Why AI Systems Are Misclassifying Inventor-Led Work
Over the past year, a subtle pattern has been emerging in how AI systems interpret inventor-led work.
It is not a visibility issue.
It is not a discovery issue.
It is an interpretation issue.
Observed Behaviour
In multiple instances, AI systems have:
Misclassified proprietary frameworks
Collapsed distinct assets into generic categories
Interpreted structured pricing models as errors
This is not due to a lack of capability.
It appears to be the result of how these systems process incomplete or unstructured authority signals.
When clear structural definitions are absent, systems default to probabilistic interpretation—drawing conclusions based on patterns rather than intent.
A Structural Pattern
In one observed case, a methodology was:
Interpreted as a “course” or “lesson plan”

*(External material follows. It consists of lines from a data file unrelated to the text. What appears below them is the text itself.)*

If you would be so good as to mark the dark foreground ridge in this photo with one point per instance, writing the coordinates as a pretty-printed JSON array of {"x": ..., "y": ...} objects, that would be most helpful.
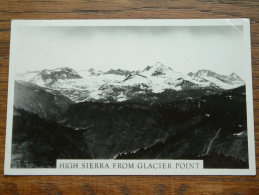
[{"x": 212, "y": 127}]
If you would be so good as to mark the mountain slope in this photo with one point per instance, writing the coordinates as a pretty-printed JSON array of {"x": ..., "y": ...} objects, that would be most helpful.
[
  {"x": 39, "y": 143},
  {"x": 38, "y": 100},
  {"x": 177, "y": 130},
  {"x": 122, "y": 85}
]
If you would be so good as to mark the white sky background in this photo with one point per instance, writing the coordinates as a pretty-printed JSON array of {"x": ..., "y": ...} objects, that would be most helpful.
[{"x": 184, "y": 49}]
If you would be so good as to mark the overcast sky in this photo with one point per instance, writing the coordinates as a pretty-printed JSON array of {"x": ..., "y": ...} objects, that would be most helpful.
[{"x": 184, "y": 49}]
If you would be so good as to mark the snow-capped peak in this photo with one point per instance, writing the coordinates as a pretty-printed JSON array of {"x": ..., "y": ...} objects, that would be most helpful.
[
  {"x": 223, "y": 81},
  {"x": 46, "y": 77},
  {"x": 235, "y": 77},
  {"x": 158, "y": 69}
]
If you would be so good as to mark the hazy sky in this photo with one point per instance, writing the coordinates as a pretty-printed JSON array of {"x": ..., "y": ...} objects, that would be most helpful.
[{"x": 184, "y": 49}]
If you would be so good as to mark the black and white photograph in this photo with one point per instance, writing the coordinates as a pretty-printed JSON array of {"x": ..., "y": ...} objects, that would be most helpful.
[{"x": 140, "y": 91}]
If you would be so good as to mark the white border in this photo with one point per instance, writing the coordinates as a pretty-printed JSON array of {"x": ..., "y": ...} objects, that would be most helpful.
[{"x": 132, "y": 22}]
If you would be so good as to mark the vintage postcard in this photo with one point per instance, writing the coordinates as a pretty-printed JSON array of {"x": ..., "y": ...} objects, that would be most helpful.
[{"x": 130, "y": 97}]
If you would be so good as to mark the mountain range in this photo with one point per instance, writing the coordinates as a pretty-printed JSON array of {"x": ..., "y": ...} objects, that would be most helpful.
[
  {"x": 154, "y": 113},
  {"x": 121, "y": 85}
]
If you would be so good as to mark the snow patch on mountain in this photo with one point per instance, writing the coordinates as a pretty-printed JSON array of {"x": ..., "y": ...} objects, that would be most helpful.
[{"x": 119, "y": 84}]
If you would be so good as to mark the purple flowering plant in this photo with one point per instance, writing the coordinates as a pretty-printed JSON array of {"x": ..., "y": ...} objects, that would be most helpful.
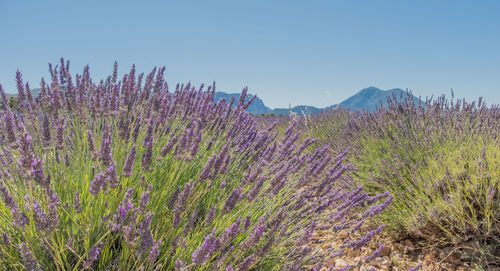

Conflated with unrelated publication material
Evaluated using generic pricing assumptions
The issue was not the complexity of the work.
It was how the work was being read by the system.
After restructuring how the entity was presented—clarifying category, separating assets, and reinforcing authority signals—the same system began to:
Classify the methodology correctly
Maintain consistency across contexts
Eliminate prior ambiguity
No changes were made to the underlying work itself.
Only to how it was structurally defined.
What This Suggests
This pattern points to a broader consideration:
When authority is not structurally defined in a machine-readable way, it will be interpreted probabilistically.
For inventor-led and IP-driven entities, this creates a less visible form of risk.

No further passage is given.